There is an old rallying adage that the EKO Acropolis Rally Greece isn’t a race against the stopwatch; it’s a race against the bedrock. On Day 2 of this legendary fixture, the gods of speed demanded their usual toll in broken machinery, shredded rubber, and shattered nerves.

As the dust settled on the longest and most punishing leg of the event, Hyundai’s Thierry Neuville emerged from the chaos clinging to a razor-thin lead over the relentless, eight-time world champion Sébastien Ogier.
The Crucible: Why Greece Breaks Cars and Drivers
To understand the difficulty of Day 2, you have to look at the geology of the Loutraki region. The stages north of the Gulf of Corinth aren’t just gravel—they are a shifting graveyard of jagged limestone and unforgiving bedrock. This year, organizers added massive amounts of loose stones and rocks to resurface several sections, inadvertently turning the stages into an absolute tire-shredding lottery.

On Day 2, drivers faced a brutal cocktail of mechanical nightmares:
- The Sweeping Disadvantage: As the early cars on the road, championship front-runners like Elfyn Evans and Sébastien Ogier acted as literal brooms. They were forced to sweep away inches of loose, power-sapping gravel, sacrificing massive amounts of traction and time to the cars starting further down the order.
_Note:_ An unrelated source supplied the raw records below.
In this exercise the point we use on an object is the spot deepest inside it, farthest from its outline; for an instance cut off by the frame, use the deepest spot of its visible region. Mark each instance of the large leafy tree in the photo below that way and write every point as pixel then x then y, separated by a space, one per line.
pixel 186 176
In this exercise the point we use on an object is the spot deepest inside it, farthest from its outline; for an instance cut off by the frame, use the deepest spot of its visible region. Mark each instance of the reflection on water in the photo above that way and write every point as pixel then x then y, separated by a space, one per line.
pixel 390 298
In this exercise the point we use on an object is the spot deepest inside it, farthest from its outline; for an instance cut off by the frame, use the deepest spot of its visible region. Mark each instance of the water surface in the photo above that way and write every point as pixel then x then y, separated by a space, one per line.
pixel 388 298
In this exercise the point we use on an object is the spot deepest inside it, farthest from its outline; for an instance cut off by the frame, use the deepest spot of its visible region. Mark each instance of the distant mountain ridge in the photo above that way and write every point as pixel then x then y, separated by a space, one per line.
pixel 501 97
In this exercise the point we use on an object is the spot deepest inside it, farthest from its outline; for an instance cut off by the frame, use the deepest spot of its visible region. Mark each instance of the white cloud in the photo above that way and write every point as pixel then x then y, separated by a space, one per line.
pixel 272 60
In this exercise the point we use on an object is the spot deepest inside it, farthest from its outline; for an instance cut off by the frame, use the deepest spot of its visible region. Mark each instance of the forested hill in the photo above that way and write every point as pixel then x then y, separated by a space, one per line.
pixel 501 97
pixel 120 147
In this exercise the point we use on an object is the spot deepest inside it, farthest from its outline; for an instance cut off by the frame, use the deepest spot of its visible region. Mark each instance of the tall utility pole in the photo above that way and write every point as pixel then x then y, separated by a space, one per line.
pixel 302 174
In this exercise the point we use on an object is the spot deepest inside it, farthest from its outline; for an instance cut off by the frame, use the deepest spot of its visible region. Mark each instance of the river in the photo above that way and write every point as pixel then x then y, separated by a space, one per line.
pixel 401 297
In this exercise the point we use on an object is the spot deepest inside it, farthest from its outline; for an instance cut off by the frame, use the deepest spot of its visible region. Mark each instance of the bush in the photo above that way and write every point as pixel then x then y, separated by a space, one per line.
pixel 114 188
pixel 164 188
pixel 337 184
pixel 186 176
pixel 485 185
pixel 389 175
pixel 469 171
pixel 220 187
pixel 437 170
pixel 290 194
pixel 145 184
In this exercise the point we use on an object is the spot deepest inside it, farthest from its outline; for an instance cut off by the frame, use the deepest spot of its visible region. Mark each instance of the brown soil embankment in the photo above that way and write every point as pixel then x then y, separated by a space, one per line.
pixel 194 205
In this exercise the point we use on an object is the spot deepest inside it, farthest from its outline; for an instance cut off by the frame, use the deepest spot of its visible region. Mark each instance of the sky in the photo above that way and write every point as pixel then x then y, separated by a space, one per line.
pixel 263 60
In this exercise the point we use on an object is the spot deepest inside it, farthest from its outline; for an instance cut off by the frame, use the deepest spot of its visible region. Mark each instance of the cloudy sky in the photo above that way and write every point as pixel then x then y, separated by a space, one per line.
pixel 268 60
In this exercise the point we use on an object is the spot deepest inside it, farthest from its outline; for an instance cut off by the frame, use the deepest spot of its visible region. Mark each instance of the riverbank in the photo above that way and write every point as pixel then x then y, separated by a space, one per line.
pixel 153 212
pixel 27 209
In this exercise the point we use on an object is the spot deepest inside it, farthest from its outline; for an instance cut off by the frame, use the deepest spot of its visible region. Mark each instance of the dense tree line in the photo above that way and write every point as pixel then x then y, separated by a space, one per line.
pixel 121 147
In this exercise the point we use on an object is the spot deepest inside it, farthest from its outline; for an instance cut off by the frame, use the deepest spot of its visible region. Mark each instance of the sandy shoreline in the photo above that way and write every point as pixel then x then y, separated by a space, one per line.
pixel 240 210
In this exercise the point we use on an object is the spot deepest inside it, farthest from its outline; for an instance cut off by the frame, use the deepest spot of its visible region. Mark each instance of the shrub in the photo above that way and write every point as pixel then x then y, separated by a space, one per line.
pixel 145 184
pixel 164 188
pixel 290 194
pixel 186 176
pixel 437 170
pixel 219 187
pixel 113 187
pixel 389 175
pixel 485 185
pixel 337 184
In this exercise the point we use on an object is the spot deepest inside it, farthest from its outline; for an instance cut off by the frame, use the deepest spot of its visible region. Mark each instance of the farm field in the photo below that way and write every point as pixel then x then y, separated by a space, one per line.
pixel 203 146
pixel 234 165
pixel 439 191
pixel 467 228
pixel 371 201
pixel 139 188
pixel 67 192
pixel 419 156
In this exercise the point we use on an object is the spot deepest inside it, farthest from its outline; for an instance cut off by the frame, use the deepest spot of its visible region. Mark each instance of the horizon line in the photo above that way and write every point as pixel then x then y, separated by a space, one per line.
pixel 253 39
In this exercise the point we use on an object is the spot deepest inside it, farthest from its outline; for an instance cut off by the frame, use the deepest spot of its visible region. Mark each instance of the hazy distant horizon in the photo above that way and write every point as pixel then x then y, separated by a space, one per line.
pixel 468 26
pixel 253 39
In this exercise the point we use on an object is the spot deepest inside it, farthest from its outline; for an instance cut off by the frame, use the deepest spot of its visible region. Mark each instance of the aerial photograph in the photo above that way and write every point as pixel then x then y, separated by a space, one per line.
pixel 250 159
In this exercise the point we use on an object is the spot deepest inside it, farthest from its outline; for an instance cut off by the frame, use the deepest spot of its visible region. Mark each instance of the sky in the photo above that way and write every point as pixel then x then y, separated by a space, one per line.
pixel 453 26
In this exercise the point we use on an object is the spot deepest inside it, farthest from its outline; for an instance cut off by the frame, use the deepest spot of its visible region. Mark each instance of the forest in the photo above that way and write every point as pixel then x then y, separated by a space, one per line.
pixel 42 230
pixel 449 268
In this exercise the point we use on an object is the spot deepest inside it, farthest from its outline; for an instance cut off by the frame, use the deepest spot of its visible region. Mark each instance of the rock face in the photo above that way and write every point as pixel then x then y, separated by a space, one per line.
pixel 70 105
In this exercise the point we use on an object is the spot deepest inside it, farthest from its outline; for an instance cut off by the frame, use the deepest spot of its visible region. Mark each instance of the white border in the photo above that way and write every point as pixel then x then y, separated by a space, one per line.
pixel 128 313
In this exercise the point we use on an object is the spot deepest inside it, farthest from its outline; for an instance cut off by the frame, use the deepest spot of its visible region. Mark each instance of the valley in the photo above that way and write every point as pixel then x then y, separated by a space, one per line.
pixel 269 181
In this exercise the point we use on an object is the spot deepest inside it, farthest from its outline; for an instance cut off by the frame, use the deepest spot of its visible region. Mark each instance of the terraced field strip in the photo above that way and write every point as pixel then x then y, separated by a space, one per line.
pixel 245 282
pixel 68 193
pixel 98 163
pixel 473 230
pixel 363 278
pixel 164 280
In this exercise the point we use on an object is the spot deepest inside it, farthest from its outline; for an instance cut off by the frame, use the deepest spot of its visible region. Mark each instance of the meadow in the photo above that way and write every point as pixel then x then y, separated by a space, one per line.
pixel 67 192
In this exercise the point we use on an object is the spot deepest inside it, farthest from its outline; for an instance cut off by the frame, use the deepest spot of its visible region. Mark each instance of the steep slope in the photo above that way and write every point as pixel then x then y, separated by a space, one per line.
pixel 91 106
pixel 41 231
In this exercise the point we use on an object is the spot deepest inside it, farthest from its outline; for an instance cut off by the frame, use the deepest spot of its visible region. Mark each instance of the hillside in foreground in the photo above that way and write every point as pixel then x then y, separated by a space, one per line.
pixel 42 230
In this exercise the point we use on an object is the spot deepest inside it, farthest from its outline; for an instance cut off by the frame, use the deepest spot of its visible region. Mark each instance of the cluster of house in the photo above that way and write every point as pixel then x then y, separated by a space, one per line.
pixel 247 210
- Aerodynamic Sabotage: The rocks don’t just puncture tires; they smash bodywork. Thierry Neuville lost his front splitter early on, completely unbalancing his car’s high-speed aerodynamics. On the fast, sweeping sections of the Stiri stage, a missing splitter means the car fights its own downforce, turning a 500-horsepower hybrid rocket into a handful to steer.
- The Tyranny of Tyres: The line between a stage win and a three-minute disaster is millimeters wide. Drivers were forced into a delicate, frustrating dance of risk management. Push 5% harder for a stage win, and a sharp step in the bedrock will pinch-puncture a tire instantly.
Few escaped unscathed. M-Sport Ford’s rising star Jon Armstrong secured a historic debut stage win on Elikon Mt, only to have his rally unravel moments later with a front-right puncture and subsequent power loss. Toyota’s Kalle Rovanperä and Takamoto Katsuta both fell victim to the Greek rock, losing roughly two minutes each to mid-stage wheel changes.
The Standings After Day 2
Through a masterful blend of calculated aggression and pure mechanical sympathy, Thierry Neuville holds the top spot, but Sébastien Ogier is breathing heavily down his neck. The gap stands at less than ten seconds, setting up a phenomenal weekend shootout.
| Position | Driver | Team / Vehicle | Gap to Leader |
| 1 | Thierry Neuville | Hyundai Shell Mobis WRT | — |
| 2 | Sébastien Ogier | Toyota Gazoo Racing WRT | +6.3s |
| 3 | Adrien Fourmaux | M-Sport Ford World Rally Team | +50.6s |
| 4 | Josh McErlean | M-Sport Ford (WRC2) | +1m 10.1s |
| 5 | Mārtiņš Sesks | M-Sport Ford World Rally Team | +1m 16.9s |
| 6 | Elfyn Evans | Toyota Gazoo Racing WRT | +2m 08.4s |
“We are taking care of the tires and the car,” Neuville muttered at the end of the grueling loop, his face masked in white dust. “Ten seconds in front or behind doesn’t change anything on a rally like this. There is a massive amount of work left.”
Ogier, ever the tactician, mirrored the sentiment. The Frenchman refused to over-drive the car, treating the brutal stages like an endurance marathon rather than a sprint. “We could push more, but the risk of puncture here is too high. We follow the plan.”
Behind the leading trio, M-Sport’s Josh McErlean is putting together a career-defining performance in fourth, fending off a charging Elfyn Evans, who clawed his way back up the leaderboard after a miserable morning loop of cleaning the roads.
The Acropolis has done its job. It has stripped away the fluff, broken the fragile, and left only the toughest engineering and smartest minds at the front. With the rally transitioning south into the tree-lined mountains of Lamia, the game changes—but the pressure remains absolute.